Matching 2D and 3D articulated shapes using the eccentricity transform

https://doi.org/10.1016/j.cviu.2011.02.006Get rights and content

Abstract

This paper presents a novel method for 2D and 3D shape matching that is insensitive to articulation. It uses the eccentricity transform, which is based on the computation of geodesic distances. Geodesic distances computed over a 2D or 3D shape are articulation insensitive. The eccentricity transform considers the length of the longest geodesics. Histograms of the eccentricity transform characterize the compactness of a shape, in a way insensitive to rotation, scaling, and articulation. To characterize the structure of a shape, a histogram of the connected components of the level-sets of the transform is used. These two histograms make up a highly compact descriptor and the resulting method for shape matching is straightforward. Experimental results on established 2D and 3D benchmarks show results similar to more complex state of the art methods, especially when considering articulation. The connection between the geometrical modification of a shape and the corresponding impact on its histogram representation is explained. The influence of the number of bins in the two histograms and the respective importance of each histogram is studied in detail.

Highlights

► We propose a method for matching 2D and 3D shapes. ► The method builds on the computation of longest geodesic distances in a shape. ► A shape is described by two histograms: one for compactness and one for structure. ► Competitive results are achieved for connected shapes undergoing articulation.

Introduction

The recent increase in available 3D models and acquisition systems has created the need for efficient retrieval of stored models, making 3D shape matching gain attention also outside the computer vision community.
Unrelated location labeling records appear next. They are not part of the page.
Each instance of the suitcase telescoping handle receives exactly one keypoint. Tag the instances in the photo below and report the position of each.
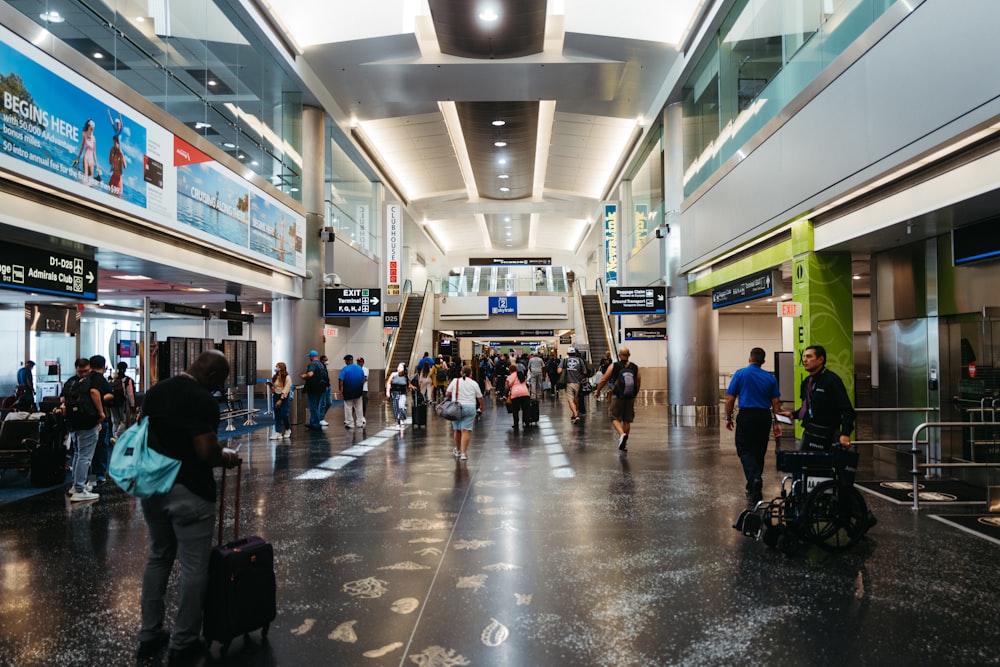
(236, 507)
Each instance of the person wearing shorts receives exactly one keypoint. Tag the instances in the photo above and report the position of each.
(621, 408)
(466, 392)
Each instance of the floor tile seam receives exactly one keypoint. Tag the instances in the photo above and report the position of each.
(440, 565)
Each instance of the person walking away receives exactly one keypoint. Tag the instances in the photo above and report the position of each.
(425, 384)
(826, 412)
(519, 395)
(123, 405)
(351, 382)
(26, 378)
(552, 368)
(317, 380)
(574, 370)
(326, 402)
(395, 390)
(84, 412)
(440, 371)
(99, 464)
(364, 391)
(536, 369)
(624, 379)
(758, 394)
(465, 392)
(281, 391)
(183, 418)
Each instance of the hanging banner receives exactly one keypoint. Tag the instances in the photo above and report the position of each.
(641, 225)
(394, 245)
(610, 244)
(62, 130)
(361, 216)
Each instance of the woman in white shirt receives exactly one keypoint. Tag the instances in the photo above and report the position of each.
(466, 392)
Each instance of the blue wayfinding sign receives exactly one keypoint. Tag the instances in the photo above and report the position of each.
(503, 305)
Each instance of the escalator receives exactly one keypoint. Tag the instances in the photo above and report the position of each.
(409, 320)
(597, 333)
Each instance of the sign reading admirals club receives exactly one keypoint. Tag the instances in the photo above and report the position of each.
(347, 301)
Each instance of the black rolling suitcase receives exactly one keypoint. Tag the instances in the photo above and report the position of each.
(241, 595)
(531, 412)
(419, 411)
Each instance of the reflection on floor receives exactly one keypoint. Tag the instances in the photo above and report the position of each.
(545, 548)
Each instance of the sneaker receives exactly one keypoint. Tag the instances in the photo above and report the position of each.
(150, 647)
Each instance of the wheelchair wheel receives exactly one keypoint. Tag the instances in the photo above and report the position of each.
(834, 517)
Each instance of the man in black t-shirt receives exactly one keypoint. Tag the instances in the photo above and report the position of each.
(98, 367)
(183, 424)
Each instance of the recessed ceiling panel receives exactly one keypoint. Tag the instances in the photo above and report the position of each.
(487, 30)
(501, 171)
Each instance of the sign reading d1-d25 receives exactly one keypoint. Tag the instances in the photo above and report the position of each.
(347, 301)
(34, 270)
(637, 300)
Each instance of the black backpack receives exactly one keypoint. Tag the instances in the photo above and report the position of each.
(80, 410)
(625, 381)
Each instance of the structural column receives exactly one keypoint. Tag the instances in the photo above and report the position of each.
(297, 324)
(692, 324)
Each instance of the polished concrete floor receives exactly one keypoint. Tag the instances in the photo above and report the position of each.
(545, 548)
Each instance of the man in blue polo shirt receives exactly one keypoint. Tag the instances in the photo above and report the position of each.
(352, 382)
(758, 394)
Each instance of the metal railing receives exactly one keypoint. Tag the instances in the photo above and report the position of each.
(915, 451)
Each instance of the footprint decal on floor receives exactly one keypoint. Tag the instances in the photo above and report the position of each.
(305, 627)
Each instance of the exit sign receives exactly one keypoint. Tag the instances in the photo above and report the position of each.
(789, 309)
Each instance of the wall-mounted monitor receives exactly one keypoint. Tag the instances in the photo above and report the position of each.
(976, 242)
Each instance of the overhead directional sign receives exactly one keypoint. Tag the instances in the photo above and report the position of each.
(349, 301)
(637, 300)
(33, 270)
(755, 286)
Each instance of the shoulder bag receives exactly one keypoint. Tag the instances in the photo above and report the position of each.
(137, 468)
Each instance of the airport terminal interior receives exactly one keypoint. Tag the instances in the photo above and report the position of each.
(678, 184)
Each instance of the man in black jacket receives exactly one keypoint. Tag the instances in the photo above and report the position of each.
(826, 413)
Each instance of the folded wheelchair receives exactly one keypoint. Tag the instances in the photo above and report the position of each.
(818, 504)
Together with its 2D counterpart, 3D shape matching is useful for identification and retrieval in classical vision tasks, but can also be found in Computer Aided Design/Computer Aided Manufacturing (CAD/CAM), virtual reality (VR), medicine, molecular biology, security, and entertainment [1].

Shape matching requires to set up a signature that characterizes the properties of interest for the recognition [2]. Depending on the task, the invariance of this signature to local deformations such as articulation is important for the identification of 2D and 3D shapes. Matching can then be carried out over this (usually lower dimensional) space of signatures.

Most shape descriptors are computed over a transformed domain that amplifies the important features of the shape while throwing away ambiguities such as translation, rotation or local deformations. For 2D shapes, the Fourier transform of the boundary curve [3] is an example of such a transformed-domain descriptor adapted to smooth shapes. Shape transformations computed with geodesic distances [4], [5] lead to signatures invariant to isometric deformations such as bending or articulation. To capture salient features of 2D shapes, local quantities such as curvature [6] or shape contexts [7] can be computed. They can be extended to bending invariant signatures using geodesic distances [8], [9]. Another possibility is to represent a shape as a collection of modestly overlapping disk components, which contain both local geometric and structural information [10]. More global features include the Laplace spectra [11] and the skeleton [12]. Contour flexibility [13] is a novel shape descriptor of planar contours, which obtains both local and global features from a contour. It represents the deformable potential at each point along a contour. The rolling penetrate descriptor [14] combines the advantages of contour-based and region-based methods, and provides a unified scheme to handle various shapes, geometrical transforms, noise, distortion and occlusion. Some transformations involve the computation of a function defined on the shape, for instance the solution to a linear partial differential equation [15] or geometric quantities [16].

Among approaches matching 3D shapes, existing methods can be divided into [1]: statistical descriptors, like for example geometric 3D moments employed by [17], [18], 3D moment invariants [19], and the shape distribution [16], [20]. A novel shape representation based on [19] is 3D gray level moment invariants [21], which are independent of translation, scaling and rotation. Extension-based descriptors are calculated from features sampled along certain directions from a position within the shape [22], [23]. Volume-based descriptors use the volumetric representation of a 3D shape to extract features (examples are Shape histograms [24], Model Voxelization [25], and point set methods [26]). The 3D shape impact descriptor [27] considers a 3D object as a distributed 3D mass and it is indirectly computed from the resulting fields. The field is described using both Newton’s and general relativity laws. In [28], 3D shapes are sampled using a technique based on critical points of the eigenfunctions of the Laplace-Beltrami operator. A point-based statistical descriptor is used that incorporates an approximation of the geodesic shape distribution and other geometric information describing the surface at that point. Matching is carried out using Bipartite graph matching. Descriptors using the surface geometry compute curvature measures and/or the distribution of surface normal vectors [29], [30]. Image-based descriptors reduce the problem of 3D shape matching to an image similarity problem by comparing 2D projections of the 3D shapes [31], [32], [33]. Reeb graphs have been used to match the topology of two shapes [34], [35]. Skeletons are intuitive shape descriptions and can be obtained from a 3D shape by applying a thinning algorithm on the voxelization of a solid object like in [36]. Descriptors using spin images work with a set of 2D histograms of the shape geometry and a search for point-to-point correspondences is done to match 3D objects [37]. In [38], 3D shapes are automatically decomposed into parts using topological features of the Laplace-Beltrami Eigenfunctions. The parts of near isometric shapes are registered to each other.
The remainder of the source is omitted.